L'HISTOIRE DES GIRONDINS. - I.
(SIXIÈME PARTIE.)
Le personnage vraiment historique, mais froid et déclamatoire, de madame Roland, m'apparaît sous un aspect plus juste à l'heure de sa mort. Je ne lui pardonne plus la lâche poursuite de la reine jusqu'à l'échafaud; le dernier trait de ce jugement venge d'un mot Marie-Antoinette et dénude le coeur de l'héroïne des _Girondins_.
«Le supplice des Girondins jeta un linceul sur la vie aux yeux de madame Roland. Vergniaud, Brissot, n'étaient plus. Qui savait le sort de Buzot, de Barbaroux, de Louvet? Peut-être avaient-ils déjà quitté la terre.
«On la transporta à la Conciergerie. Elle y languit peu. Elle y grandit en se rapprochant de la mort. Son âme, son langage, ses traits, y prirent la solennité des grands destins. Pendant le peu de jours qu'elle y passa, elle répandit par sa présence parmi les nombreux prisonniers de cette maison un enthousiasme et un défi de la mort qui divinisèrent les âmes les plus abattues. L'ombre voisine de l'échafaud semblait relever sa beauté. Les longues douleurs de sa captivité, le sentiment désespéré mais calme de sa situation, les larmes contenues mais murmurantes au fond des paroles, donnaient à sa voix un accent où l'on entendait ce bouillonnement des sentiments qui monte d'un coeur profond.
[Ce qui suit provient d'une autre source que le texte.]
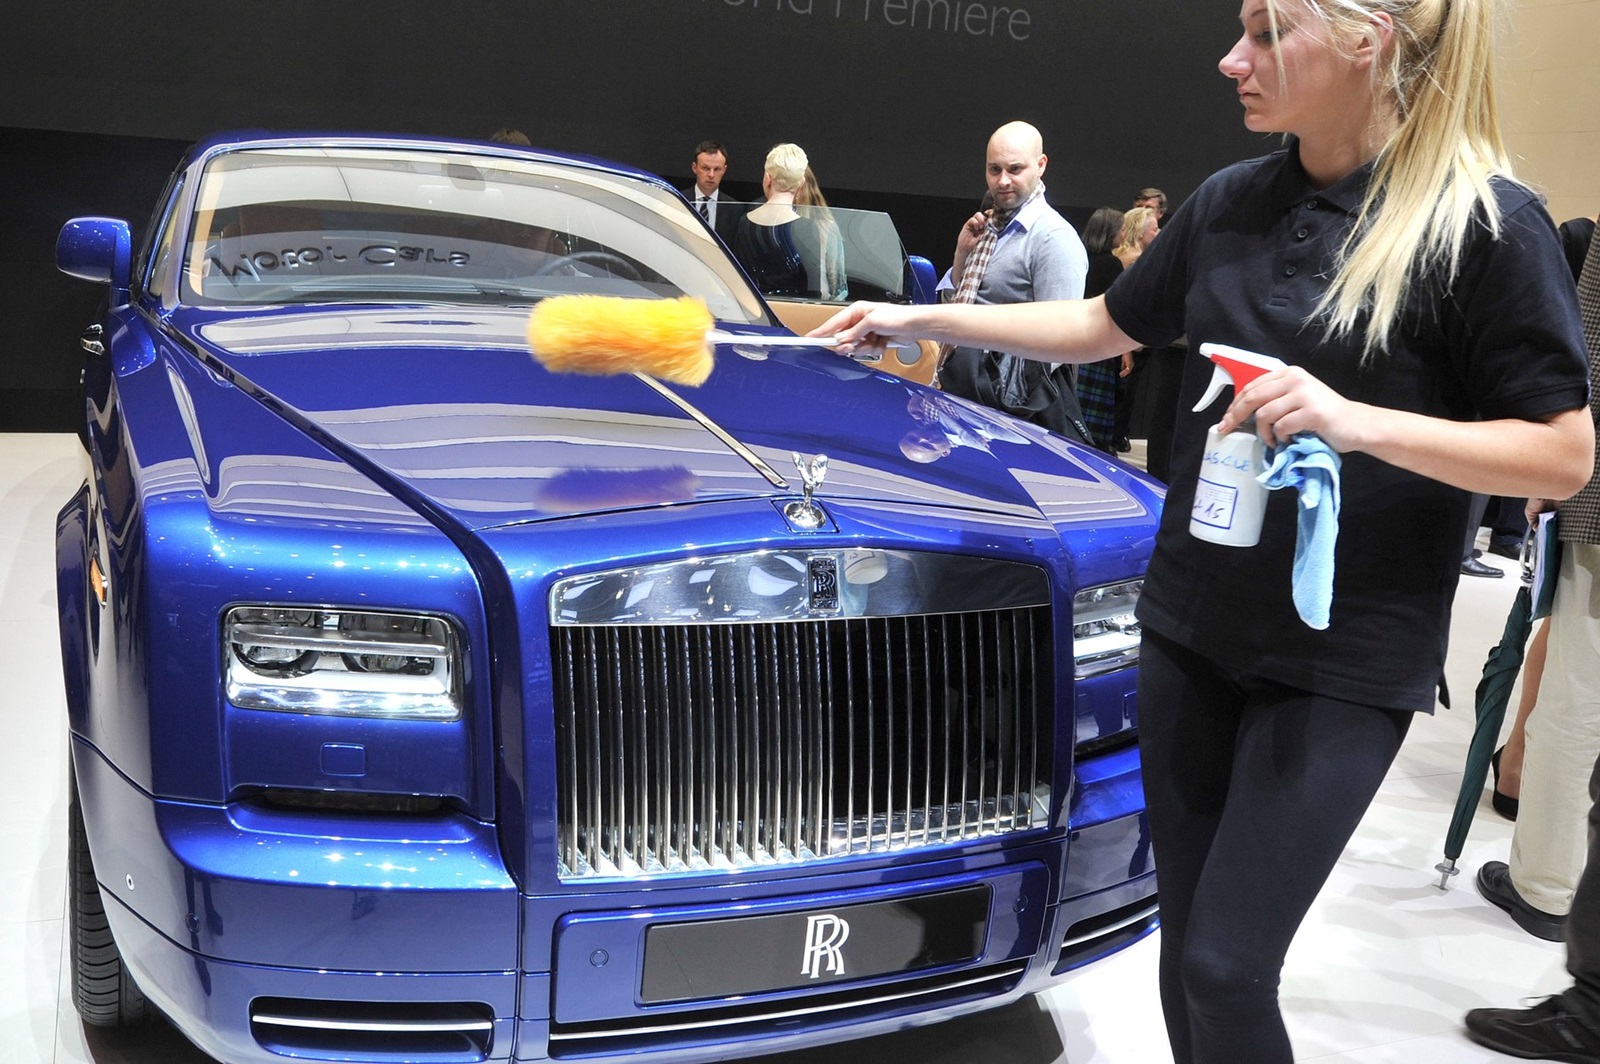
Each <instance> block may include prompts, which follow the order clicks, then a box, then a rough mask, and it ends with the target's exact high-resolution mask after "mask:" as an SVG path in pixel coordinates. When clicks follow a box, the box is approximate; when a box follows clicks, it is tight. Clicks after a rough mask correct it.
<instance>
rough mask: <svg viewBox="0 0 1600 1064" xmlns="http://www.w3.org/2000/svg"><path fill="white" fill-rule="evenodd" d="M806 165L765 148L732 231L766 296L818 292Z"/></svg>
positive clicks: (804, 161) (1462, 524)
mask: <svg viewBox="0 0 1600 1064" xmlns="http://www.w3.org/2000/svg"><path fill="white" fill-rule="evenodd" d="M806 165H808V163H806V155H805V150H802V149H800V146H798V144H778V146H774V147H773V150H770V152H766V162H765V163H763V166H762V195H765V197H766V202H765V203H762V205H760V206H754V208H750V210H749V211H747V213H746V214H744V216H742V218H741V219H739V227H738V229H734V232H733V245H731V248H733V253H734V256H736V258H738V259H739V262H742V264H744V269H746V270H749V274H750V278H752V280H754V282H755V286H757V288H760V290H762V293H763V294H768V296H816V294H818V291H819V290H818V285H816V282H814V278H813V274H814V272H818V270H816V267H814V266H811V267H810V269H808V261H810V262H813V264H814V261H816V259H814V258H813V256H808V254H805V253H803V250H806V248H816V246H818V229H816V222H814V221H813V219H810V218H802V214H800V211H798V210H795V194H797V192H798V190H800V189H802V186H803V184H805V171H806ZM1462 526H1466V518H1462Z"/></svg>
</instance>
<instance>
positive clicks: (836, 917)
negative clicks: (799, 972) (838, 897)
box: [800, 912, 850, 979]
mask: <svg viewBox="0 0 1600 1064" xmlns="http://www.w3.org/2000/svg"><path fill="white" fill-rule="evenodd" d="M848 938H850V922H848V920H840V918H838V917H835V915H834V914H830V912H826V914H822V915H819V917H806V920H805V954H802V957H800V974H803V976H805V978H806V979H816V978H818V976H819V974H821V973H822V971H827V974H830V976H842V974H845V952H843V947H845V939H848Z"/></svg>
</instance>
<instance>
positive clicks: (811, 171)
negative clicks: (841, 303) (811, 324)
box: [795, 166, 850, 299]
mask: <svg viewBox="0 0 1600 1064" xmlns="http://www.w3.org/2000/svg"><path fill="white" fill-rule="evenodd" d="M795 208H797V210H798V211H800V216H802V218H810V219H811V221H814V222H816V238H818V256H816V258H818V269H816V274H818V290H819V291H821V296H822V299H845V296H846V294H848V291H850V283H848V278H846V275H845V235H843V234H842V232H840V230H838V219H835V218H834V211H832V208H829V205H827V197H824V195H822V186H821V184H818V179H816V174H814V173H813V171H811V168H810V166H806V168H805V181H802V182H800V189H798V190H797V192H795Z"/></svg>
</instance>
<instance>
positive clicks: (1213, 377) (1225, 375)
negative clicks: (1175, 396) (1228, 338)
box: [1194, 344, 1288, 411]
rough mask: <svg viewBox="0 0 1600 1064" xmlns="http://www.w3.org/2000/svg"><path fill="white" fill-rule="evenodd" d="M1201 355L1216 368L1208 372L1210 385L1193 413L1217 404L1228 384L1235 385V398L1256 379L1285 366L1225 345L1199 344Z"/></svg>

«Elle s'entretenait, à la grille, avec les hommes principaux de son parti, qui peuplaient la Conciergerie. Debout sur un banc de pierre qui l'élevait un peu au-dessus du sol de la cour, les doigts entrelacés aux barreaux de fer qui formaient la claire-voie entre le cloître et le préau, elle avait trouvé sa tribune dans sa prison, et son auditoire dans ses compagnons de mort. Elle parlait avec l'abondance et l'éclat de Vergniaud, mais avec cette amertume de colère et cette âpreté de mépris que la passion d'une femme ajoute toujours à l'éloquence du raisonnement. Sa mémoire vengeresse plongeait dans l'histoire de l'antiquité pour y trouver des images, des analogies et des noms capables d'égaler ceux des tyrans du jour. Pendant que ses ennemis préparaient son acte d'accusation à quelques pieds au-dessus de sa tête, sa voix, comme celle de la postérité, grondait dans ces souterrains de la Conciergerie. Elle se vengeait avant sa mort et léguait sa haine. Elle arrachait non des larmes, elle n'en voulait pas pour elle-même, mais des cris d'admiration aux prisonniers. On l'écoutait des heures entières. On se séparait aux cris de: «Vive la république!» On ne calomniait pas la liberté, on l'adorait jusque dans les cachots creusés en son nom.